The reason for this gets into arcane procedure. Republicans are trying to advance their bill through the budget “reconciliation” process, which allows them to pass legislation with a simple majority in the Senate — meaning, they wouldn't need any Democratic votes.

Image: The nonpartisan Congressional Budget Office (CBO) will reveal the projected cost of the Obamacare repeal.
The nonpartisan Congressional Budget Office (CBO) will reveal the projected cost of the Obamacare repeal.Jim Lo Scalzo / EPA

But there are rules tied to reconciliation, and one of them is that any legislation passed this way has to reduce the deficit. The first version of the AHCA that the CBO scored saved $150 billion over 10 years. House Republican leaders say they’re confident the new one will pass the test, but they’ve held off on formally sending it to the Senate just in case.

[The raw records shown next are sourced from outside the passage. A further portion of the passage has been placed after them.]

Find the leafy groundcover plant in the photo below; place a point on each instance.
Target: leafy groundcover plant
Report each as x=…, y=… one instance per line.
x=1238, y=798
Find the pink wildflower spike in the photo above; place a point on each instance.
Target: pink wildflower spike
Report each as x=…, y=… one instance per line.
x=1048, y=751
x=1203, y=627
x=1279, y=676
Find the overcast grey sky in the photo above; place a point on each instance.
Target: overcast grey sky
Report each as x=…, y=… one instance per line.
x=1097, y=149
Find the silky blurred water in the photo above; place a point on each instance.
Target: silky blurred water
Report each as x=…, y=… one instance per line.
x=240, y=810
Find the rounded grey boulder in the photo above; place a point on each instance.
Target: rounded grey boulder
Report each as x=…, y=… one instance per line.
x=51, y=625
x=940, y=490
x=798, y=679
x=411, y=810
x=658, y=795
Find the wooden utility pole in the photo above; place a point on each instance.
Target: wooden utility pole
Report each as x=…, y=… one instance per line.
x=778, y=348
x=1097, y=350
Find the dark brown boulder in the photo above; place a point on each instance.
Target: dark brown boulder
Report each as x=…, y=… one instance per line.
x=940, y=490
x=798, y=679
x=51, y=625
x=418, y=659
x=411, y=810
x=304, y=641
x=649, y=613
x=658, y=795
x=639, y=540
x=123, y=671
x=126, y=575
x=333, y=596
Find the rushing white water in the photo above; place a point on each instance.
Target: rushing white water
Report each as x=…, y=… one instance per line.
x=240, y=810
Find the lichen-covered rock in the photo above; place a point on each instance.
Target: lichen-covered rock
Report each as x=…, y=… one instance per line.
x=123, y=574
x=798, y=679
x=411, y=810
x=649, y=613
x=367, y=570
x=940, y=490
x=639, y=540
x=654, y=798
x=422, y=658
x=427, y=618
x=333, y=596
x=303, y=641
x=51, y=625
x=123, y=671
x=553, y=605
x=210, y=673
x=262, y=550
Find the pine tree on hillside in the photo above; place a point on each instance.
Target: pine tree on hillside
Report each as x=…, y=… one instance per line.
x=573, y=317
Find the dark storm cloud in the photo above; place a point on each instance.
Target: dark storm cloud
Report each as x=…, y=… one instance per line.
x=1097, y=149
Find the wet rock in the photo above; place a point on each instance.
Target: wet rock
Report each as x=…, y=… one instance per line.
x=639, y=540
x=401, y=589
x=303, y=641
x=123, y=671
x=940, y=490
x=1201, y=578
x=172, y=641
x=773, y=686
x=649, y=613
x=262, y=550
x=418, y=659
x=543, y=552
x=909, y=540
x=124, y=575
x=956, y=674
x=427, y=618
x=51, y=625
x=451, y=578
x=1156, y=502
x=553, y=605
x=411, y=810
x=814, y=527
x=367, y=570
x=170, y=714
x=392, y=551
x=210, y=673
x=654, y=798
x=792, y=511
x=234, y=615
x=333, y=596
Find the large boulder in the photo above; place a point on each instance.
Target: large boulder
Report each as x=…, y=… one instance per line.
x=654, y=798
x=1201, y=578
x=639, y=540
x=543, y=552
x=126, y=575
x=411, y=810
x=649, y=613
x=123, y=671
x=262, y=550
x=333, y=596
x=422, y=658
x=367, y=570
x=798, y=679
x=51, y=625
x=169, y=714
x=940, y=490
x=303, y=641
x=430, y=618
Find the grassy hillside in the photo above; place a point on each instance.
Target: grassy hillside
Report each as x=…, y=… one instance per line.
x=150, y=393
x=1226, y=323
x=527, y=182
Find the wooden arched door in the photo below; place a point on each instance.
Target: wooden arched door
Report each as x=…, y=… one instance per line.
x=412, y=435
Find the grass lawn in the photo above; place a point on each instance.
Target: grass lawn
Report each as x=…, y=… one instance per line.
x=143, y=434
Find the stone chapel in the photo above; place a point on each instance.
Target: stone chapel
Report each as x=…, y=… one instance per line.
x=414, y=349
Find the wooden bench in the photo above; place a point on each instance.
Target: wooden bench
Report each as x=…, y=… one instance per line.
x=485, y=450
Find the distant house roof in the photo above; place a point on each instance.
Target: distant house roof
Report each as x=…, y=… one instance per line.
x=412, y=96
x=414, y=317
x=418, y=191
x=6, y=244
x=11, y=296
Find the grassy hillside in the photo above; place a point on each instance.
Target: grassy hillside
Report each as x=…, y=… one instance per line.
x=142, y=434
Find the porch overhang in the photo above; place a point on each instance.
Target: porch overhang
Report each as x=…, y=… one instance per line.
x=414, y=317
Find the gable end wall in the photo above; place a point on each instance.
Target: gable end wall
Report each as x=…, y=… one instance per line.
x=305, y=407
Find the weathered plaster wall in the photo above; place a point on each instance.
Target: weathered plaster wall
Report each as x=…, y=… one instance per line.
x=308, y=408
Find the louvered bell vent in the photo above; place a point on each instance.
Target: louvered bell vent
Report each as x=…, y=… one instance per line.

There is a plausible case the CBO might determine that the bill increases the deficit. If CBO finds that millions of more Americans are able to obtain coverage, even if a plan that covers only limited medical expenses, then that would raise the cost of the bill because these customers would use federal tax credits to help pay their premiums.

That puts the House in an odd position. If their bill succeeds in covering significantly more people than the first one, then that means it will save less and potentially need revisions. If it fails to meaningfully expand coverage, then the CBO score will fuel the same attacks that the previous version faced after its own analysis.